Il viceministro Vincenzo Visco e il premier Romano Prodi
ROMA - L'ottimismo di Prodi, il monito di Veltroni, la difesa della struttura-partito di D'Alema, l'accellerazione di Rutelli. Il seminario di Orvieto per far compiere un altro passo al Partito Democratico vede schierati tutti i leader. Con l'assenza pesante della sinistra Ds.
"Molto bene, ci sono state grandi convergenze sia di volontà che di sentimenti", dice Romano Prodi a metà giornata, sostenendo che "sono state trovate grandi linee in comune sulle quali dobbiamo costruire. Vediamo se le conclusioni di oggi saranno coerenti con tutte le premesse". Il premier insiste sulla natura del nuovo partito che non deve prevedere alcuna "abiura, ma deve essere la sintesi delle nostre storie e culture".
Appassionato l'intervento di Walter Veltroni: "Questa è l'ultima chance, se andasse perduta faremmo fatica alle prossime elezioni". Secondo il sindaco di Roma
nel progetto del Pd devono convivere, "senza essere l'una contro l'altra, i partiti e la società civile". E ancora: il Pd "non nasce senza le forze politiche, ma non nasce neanche se si chiude".
Concetto ripreso da Massimo D'Alema, che mette in guardia chi vuole sciogliere l'esperienza dei partiti in qualcosa di "leggero", meno attento a radicamento e organizzazione. "Non mi convince - dice - un partito di cittadini e del leader". Il ministro degli Esteri ricorda che le primarie sono state un momento straordinario, ma "se non ci fosse stata la sezione dei Ds o il circolo della Margherita, non si sarebbero potute svolgere. Non c'è un'ora x in cui tutto di scioglie, tutti vanno al gazebo e nasce il Partito democratico".
Francesco Rutelli avverte che "indietro non torneremo" e poi spiega che il Pd debba prendere "l'abbrivio creativo e forte" che viene dalla richiesta degli elettori del centrosinistra, "la cui attesa non è infinita". Il leader della Margherita ha anche toccato il tema della collocazione europea del Partito democratico sostenendo che essa non è "tra gli elementi caratterizzanti del progetto".

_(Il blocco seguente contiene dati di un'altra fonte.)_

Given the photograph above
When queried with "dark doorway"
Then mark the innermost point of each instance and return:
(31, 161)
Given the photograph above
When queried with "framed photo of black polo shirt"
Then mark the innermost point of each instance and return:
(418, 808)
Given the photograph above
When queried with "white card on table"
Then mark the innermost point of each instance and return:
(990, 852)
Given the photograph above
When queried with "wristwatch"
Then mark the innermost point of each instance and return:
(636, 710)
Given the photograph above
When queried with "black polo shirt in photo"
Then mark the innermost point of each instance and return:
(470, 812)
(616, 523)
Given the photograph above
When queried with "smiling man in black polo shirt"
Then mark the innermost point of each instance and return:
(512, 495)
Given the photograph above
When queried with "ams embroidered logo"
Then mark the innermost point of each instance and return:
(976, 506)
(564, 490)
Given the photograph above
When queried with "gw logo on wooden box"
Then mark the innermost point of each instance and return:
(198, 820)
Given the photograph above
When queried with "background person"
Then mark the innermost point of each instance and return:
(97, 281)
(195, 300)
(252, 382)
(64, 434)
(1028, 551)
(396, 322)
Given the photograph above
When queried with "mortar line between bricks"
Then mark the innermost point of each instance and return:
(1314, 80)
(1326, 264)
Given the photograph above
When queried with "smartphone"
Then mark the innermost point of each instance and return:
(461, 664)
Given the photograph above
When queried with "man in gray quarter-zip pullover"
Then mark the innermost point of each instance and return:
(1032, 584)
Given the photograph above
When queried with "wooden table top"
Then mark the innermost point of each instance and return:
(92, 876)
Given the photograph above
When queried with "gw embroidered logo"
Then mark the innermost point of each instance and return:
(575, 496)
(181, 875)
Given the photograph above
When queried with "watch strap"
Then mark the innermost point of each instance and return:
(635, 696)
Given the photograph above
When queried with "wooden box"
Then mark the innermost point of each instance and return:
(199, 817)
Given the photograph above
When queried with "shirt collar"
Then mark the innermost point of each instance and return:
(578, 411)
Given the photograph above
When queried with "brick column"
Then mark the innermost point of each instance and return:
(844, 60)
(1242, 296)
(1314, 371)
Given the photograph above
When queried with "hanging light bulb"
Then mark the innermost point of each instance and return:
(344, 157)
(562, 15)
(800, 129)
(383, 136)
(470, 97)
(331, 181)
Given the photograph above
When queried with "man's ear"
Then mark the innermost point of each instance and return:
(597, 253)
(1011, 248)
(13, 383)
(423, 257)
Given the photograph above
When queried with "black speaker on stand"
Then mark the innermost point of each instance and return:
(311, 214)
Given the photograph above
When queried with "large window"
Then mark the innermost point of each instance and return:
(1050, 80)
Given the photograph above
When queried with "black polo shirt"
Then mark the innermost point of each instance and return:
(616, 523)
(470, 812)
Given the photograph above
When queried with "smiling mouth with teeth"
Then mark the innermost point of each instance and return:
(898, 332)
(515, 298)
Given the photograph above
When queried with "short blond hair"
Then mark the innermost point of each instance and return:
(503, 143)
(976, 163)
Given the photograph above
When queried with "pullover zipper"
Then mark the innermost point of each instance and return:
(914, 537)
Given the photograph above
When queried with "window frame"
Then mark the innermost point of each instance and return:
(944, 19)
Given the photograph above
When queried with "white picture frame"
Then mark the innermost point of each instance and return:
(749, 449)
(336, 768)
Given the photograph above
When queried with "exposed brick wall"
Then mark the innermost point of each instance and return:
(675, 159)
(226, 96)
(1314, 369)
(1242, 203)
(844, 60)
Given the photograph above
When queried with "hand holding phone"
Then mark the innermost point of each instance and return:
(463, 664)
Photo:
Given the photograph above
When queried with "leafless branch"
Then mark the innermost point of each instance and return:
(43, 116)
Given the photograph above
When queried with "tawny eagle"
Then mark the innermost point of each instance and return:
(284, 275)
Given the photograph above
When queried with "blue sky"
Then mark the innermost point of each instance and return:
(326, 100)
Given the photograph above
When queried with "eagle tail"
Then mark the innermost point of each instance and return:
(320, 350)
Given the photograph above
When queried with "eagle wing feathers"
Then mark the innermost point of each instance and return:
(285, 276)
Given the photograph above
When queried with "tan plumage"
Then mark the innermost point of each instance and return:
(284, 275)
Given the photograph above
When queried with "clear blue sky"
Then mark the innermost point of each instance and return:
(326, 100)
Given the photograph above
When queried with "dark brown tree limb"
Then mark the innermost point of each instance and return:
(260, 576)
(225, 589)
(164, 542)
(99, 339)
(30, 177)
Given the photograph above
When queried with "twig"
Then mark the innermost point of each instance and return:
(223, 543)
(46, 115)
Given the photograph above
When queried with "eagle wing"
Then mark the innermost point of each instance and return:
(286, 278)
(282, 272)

Piero Fassino definisce "velleitaria" l'idea "che il Partito democratico nasca a prescindere dai partiti che hanno costruito l'Ulivo", poi fa appello alla sinistra Ds: "Vorrei dire a coloro che non ci sono, che qui ci sarebbero stati benissimo e dobbiamo fare di tutto perchè domani ci siano".

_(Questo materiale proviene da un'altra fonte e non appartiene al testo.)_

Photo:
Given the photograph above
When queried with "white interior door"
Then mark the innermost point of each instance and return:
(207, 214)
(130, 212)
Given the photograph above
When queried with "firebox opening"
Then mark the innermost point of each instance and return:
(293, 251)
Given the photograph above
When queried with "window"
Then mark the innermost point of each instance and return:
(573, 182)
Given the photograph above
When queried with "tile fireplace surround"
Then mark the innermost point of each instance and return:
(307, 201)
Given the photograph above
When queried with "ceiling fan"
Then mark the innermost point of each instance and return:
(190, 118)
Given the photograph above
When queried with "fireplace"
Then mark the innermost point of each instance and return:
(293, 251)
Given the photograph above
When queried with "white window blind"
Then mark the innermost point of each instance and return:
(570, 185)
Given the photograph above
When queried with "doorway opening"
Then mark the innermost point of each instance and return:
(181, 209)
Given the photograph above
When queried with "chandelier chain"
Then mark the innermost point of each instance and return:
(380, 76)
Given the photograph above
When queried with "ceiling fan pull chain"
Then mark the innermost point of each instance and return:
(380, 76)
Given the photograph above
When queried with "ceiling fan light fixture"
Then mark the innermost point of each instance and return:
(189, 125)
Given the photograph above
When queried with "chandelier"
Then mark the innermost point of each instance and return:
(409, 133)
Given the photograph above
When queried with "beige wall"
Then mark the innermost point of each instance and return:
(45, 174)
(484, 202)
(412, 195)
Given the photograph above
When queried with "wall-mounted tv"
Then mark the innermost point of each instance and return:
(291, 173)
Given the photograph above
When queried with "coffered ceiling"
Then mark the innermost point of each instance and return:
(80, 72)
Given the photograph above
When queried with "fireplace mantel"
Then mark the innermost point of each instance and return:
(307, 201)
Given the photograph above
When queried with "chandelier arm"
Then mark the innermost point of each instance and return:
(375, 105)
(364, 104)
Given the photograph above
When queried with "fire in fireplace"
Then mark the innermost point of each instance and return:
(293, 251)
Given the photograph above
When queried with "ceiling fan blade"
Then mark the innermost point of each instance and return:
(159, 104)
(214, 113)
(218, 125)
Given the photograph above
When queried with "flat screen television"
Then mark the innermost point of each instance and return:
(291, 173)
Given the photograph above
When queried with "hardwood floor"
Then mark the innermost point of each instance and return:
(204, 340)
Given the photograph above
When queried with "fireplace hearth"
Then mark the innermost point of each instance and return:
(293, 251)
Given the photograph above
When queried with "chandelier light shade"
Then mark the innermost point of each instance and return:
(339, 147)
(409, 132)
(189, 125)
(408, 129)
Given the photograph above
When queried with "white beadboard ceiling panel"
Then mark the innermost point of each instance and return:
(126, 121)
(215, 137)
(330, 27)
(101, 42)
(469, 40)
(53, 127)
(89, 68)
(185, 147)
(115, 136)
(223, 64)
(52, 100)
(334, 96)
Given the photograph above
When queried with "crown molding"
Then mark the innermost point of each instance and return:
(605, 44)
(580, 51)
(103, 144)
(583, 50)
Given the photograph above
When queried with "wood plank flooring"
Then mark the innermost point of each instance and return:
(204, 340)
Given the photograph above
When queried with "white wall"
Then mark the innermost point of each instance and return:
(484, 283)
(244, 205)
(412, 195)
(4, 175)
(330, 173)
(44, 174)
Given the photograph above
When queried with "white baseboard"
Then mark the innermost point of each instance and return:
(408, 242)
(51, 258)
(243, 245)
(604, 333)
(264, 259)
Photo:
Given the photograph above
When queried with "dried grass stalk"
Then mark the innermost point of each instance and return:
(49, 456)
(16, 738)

Precedentemente aveva parlato il ministro dell'Interno Giuliano Amato secondo il quale "se non dimostriamo la capacità di unirci e di ridare tessuto sociale, riceveremo discredito, perderemo consenso e rischiamo di rivivere una situazione simile ai primi anni '90".
Peppino Caldarola (Ds) - sulla linea di D'Alema - non è convinto della necessità di annullare i partiti nel nuovo soggetto: non sono d'accordo con Arturo Parisi nemmeno nelle virgole, sostiene, e se si va avanti con tutti questi americanismi si avranno "soluzioni alla Beppe Grillo".

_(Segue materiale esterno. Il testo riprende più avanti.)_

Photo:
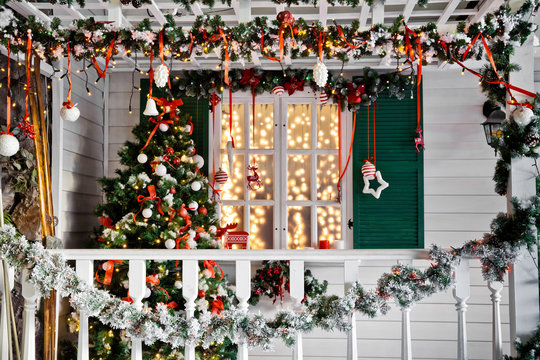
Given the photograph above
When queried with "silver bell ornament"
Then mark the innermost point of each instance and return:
(523, 116)
(69, 112)
(161, 75)
(9, 145)
(151, 108)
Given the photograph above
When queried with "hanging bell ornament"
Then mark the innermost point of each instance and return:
(151, 108)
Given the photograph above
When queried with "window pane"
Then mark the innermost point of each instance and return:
(264, 126)
(327, 127)
(233, 189)
(265, 164)
(261, 227)
(329, 225)
(237, 128)
(233, 215)
(299, 229)
(298, 177)
(327, 177)
(299, 128)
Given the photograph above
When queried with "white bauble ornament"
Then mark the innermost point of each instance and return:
(523, 115)
(70, 114)
(147, 213)
(9, 145)
(199, 160)
(142, 158)
(196, 186)
(170, 244)
(161, 170)
(320, 74)
(161, 75)
(147, 293)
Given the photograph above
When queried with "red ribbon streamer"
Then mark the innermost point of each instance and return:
(8, 107)
(108, 273)
(210, 264)
(153, 196)
(155, 129)
(103, 73)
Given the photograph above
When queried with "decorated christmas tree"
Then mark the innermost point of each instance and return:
(160, 199)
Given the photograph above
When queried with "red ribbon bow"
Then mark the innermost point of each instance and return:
(108, 272)
(210, 264)
(153, 196)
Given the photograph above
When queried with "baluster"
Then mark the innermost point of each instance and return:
(461, 293)
(29, 317)
(406, 342)
(350, 275)
(190, 278)
(243, 292)
(496, 287)
(4, 313)
(137, 290)
(85, 270)
(297, 294)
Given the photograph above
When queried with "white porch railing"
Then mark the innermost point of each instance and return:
(241, 259)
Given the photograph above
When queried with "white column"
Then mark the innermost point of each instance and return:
(243, 292)
(190, 278)
(85, 270)
(496, 287)
(350, 275)
(297, 294)
(137, 289)
(29, 318)
(462, 293)
(523, 276)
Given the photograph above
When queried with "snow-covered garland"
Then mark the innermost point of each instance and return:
(404, 284)
(88, 38)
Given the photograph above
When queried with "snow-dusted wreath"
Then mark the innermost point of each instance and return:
(404, 284)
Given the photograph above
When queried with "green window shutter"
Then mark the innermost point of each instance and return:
(396, 219)
(200, 125)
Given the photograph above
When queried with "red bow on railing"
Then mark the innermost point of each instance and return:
(168, 122)
(109, 270)
(217, 307)
(153, 196)
(210, 264)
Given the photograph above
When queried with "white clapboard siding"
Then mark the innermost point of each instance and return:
(82, 160)
(459, 205)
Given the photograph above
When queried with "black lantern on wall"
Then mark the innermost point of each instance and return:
(493, 124)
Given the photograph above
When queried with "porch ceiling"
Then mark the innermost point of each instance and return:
(445, 13)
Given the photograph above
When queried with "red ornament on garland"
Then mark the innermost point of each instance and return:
(293, 85)
(286, 17)
(355, 93)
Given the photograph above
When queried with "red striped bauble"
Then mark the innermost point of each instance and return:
(368, 170)
(221, 177)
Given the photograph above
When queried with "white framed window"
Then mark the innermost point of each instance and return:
(294, 144)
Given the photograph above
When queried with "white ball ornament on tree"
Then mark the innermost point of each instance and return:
(142, 158)
(523, 115)
(70, 112)
(193, 206)
(199, 161)
(170, 244)
(163, 127)
(9, 145)
(147, 213)
(320, 74)
(161, 170)
(161, 75)
(196, 186)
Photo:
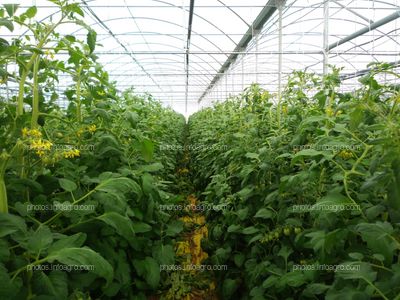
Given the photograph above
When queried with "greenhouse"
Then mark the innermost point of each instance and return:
(199, 149)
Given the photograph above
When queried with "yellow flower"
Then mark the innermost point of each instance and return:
(49, 54)
(71, 153)
(329, 111)
(25, 132)
(33, 133)
(40, 153)
(92, 128)
(346, 154)
(80, 132)
(40, 145)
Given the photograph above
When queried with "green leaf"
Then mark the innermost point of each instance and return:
(250, 230)
(285, 252)
(91, 40)
(239, 259)
(378, 238)
(73, 241)
(11, 8)
(83, 257)
(264, 213)
(174, 228)
(141, 227)
(54, 284)
(150, 270)
(31, 12)
(294, 279)
(40, 240)
(334, 202)
(67, 185)
(122, 224)
(155, 167)
(242, 213)
(4, 250)
(10, 224)
(147, 148)
(316, 288)
(118, 185)
(164, 254)
(253, 156)
(356, 255)
(7, 23)
(8, 288)
(234, 228)
(229, 287)
(355, 270)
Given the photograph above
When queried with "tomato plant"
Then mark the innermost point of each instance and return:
(81, 185)
(315, 183)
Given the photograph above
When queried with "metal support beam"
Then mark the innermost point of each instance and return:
(326, 38)
(365, 71)
(364, 30)
(191, 10)
(280, 47)
(258, 24)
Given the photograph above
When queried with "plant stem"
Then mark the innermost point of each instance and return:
(3, 196)
(35, 100)
(78, 95)
(20, 103)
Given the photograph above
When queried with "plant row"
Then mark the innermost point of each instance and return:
(310, 186)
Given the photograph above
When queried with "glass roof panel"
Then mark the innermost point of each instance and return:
(143, 42)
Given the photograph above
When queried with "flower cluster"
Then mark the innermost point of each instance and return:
(35, 141)
(90, 128)
(346, 154)
(40, 146)
(34, 133)
(71, 153)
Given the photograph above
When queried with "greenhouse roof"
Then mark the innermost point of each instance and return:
(188, 53)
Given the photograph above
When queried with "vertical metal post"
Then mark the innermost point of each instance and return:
(257, 39)
(226, 85)
(326, 38)
(280, 11)
(242, 62)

Se si parte, avverte Dario Franceschini, il problema della collocazione in Europa, tra i più dibattuti a Orvieto - potrebbe risolversi d'incanto da solo. L'importante è tenere a mente le priorità: "ci sono ragioni di prospettiva ma anche ragioni urgenti, e la stabilità di questa coalizione passa per la presenza di un'area riformista molto forte che sia baricentro".
Sempre tra i cattolici, Pierluigi Castagnetti mette in chiaro che soprattutto nella prima fase "i voti si pesano, non si contano" (come a dire che i partiti avranno un loro ruolo almeno agli inizi), mentre Antonio Bassolino e Anna Finocchiaro mettono fretta nel raggiungere l'obiettivo considerato, da Basoslino, una "necessità per l'Italia".
Nel frattempo Ciriaco De Mita puntualizza: "La stampa mi colloca tra i contrari e non è vero, ma non è vero nemmeno che sono a favore". Quel che non gli piace è comunque l'idea di un Ulivo mondiale.
Domanda: ma tutti costoro non dicono una parola sui programmi del Pd perché?